Additional Feedback: The paper can be improved with 1. Details about how the orientation words are determined (is it from a dictionary?). 2. From section 3.3 (also Figure 2), it was unclear if k or K was the selected number of orientation words. Also in line 120, it was unclear what "H" is. 3. Experiments of the method on the recently released Refer360 dataset Refer360∘: A Referring Expression Recognition Dataset in 360∘ Images, Cirik et al, ACL 2020. See "Weaknesses" and "Clarity" sections for additional suggestions.

Review 3

Summary and Contributions: A new approach to Spatial Description Resolution that achieves new SOTA performance on the Touchdown challenge.

Strengths: The paper presents a novel new approach to interpreting spatial descriptions that achieves an impressive improvement in performance on the Touchdown challenge from Cornell Tech. Experiments are quite comprehensive, including results on a supplementary dataset, ablations, and a manipulated version of the data that introduces additional ambiguities.

Weaknesses: The proposed model is fairly complex and could be better motivated and described. The new extended dataset used in 4.2 should be described more, no details are given on this new data and how it was collected. The broader impacts section is fairly short and could be elaborated and extended.

Correctness: This is a bit hard to judge since it was hard to follow the details of the model, but the method and evaluation appear sound.

Clarity: Paper was fairly hard to follow, partly due to various awkward English expressions. The paper should be proof read and edited by a fluent English speaker. Therefore, I'm not sure I fully understood the complex new model introduced. The paper could better describe the fundamental intuition behind the approach and the motivation for the specific structure of the new proposed architecture.

Relation to Prior Work: Previous work is well covered to my knowledge.

Reproducibility: No

Additional Feedback:

Review 4

Summary and Contributions: This paper proposes a framework called Spatial Relation Induced Network which consists of three parts -- object-level visual correlation, local spatial relation distillation, and global spatial positional embedding.
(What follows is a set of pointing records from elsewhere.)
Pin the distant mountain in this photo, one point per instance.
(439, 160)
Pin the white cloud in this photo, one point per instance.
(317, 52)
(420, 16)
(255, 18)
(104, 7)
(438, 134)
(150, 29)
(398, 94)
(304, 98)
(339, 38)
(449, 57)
With the proposed three components, the paper achieves 24% improvement over the previous baseline from Touchdown Dataset. Generally, the paper addressed the claim made by the author.

Strengths: The proposed SIRI methods get significant improvement over the LingUnet baseline. In Touchdown and the proposed extended dataset, SIRI exhibits good performance both in qualitative results and localization accuracy. Copy-pasted testing image analysis section is cogent, which demonstrates that SIRI really explores the spatial relation.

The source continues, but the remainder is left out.